Block Quotes, Laziness, and Link Reference Definitions

jackdw · January 15, 2021, 4:03am

Okay guys, this one is bugging me, and I am hoping that I have not (yet again) not read something correctly in the specification. The Markdown in question is:

> [foo]:
/url

Now, the “dingus” says this should be:

<blockquote>
</blockquote>

And I have been trying to figure out how. Mind you, some of it was during a power outage that we had here in the PNW, but I had the spec on my laptop, and just put my mind to figuring it out.

The Block Quote element I am in total agreement with. If the second line started with > or > I would also be in agreement with it. But in the opening part for Block Quotes:

Laziness. If a string of lines Ls constitute a block quote with contents Bs , then the result of deleting the initial block quote marker from one or more lines in which the next non-whitespace character after the block quote marker is paragraph continuation text is a block quote with Bs as its content. Paragraph continuation text is text that will be parsed as part of the content of a paragraph, but does not occur at the beginning of the paragraph.
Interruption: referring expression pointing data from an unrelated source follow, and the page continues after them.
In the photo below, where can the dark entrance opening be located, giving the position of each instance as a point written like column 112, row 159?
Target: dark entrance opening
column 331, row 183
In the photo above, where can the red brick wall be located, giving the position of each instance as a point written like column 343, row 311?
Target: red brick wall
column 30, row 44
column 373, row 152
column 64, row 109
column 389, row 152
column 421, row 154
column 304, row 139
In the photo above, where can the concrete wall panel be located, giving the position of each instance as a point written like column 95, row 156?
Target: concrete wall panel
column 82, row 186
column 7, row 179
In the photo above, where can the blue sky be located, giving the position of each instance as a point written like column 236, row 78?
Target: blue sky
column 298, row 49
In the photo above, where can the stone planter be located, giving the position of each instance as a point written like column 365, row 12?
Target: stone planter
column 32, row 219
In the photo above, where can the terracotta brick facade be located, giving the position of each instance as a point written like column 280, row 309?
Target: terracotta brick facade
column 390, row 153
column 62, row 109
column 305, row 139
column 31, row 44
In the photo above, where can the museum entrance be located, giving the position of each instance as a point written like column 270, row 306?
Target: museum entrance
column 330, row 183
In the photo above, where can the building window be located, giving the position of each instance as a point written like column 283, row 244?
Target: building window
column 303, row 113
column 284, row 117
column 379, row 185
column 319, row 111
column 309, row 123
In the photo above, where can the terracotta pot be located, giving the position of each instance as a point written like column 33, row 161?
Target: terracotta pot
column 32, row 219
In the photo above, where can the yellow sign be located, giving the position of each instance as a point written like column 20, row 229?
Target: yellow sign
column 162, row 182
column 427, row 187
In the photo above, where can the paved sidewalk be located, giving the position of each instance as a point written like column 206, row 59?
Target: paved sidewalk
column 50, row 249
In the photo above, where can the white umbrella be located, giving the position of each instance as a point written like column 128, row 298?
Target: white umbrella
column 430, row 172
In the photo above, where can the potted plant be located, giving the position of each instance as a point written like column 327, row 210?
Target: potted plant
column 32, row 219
Doesn’t this imply that this should only occur with the continuation of a Paragraph element? The way I read it, if a Paragraph element hasn’t been opened, it cannot be parsed as part of the paragraph.

Thanks,
Jack

mity · January 15, 2021, 1:31pm

I don’t know how Dingus implements this.

But many implementations right now (including Cmark as the reference one) parse link reference definitions specially only later after the normal block analysis. I.e. they parse them initially as a part of paragraphs and only later they rip them off from beginnings of the paragraphs (and paragraphs becoming empty are discarded completely, so that <p></p> is not emited).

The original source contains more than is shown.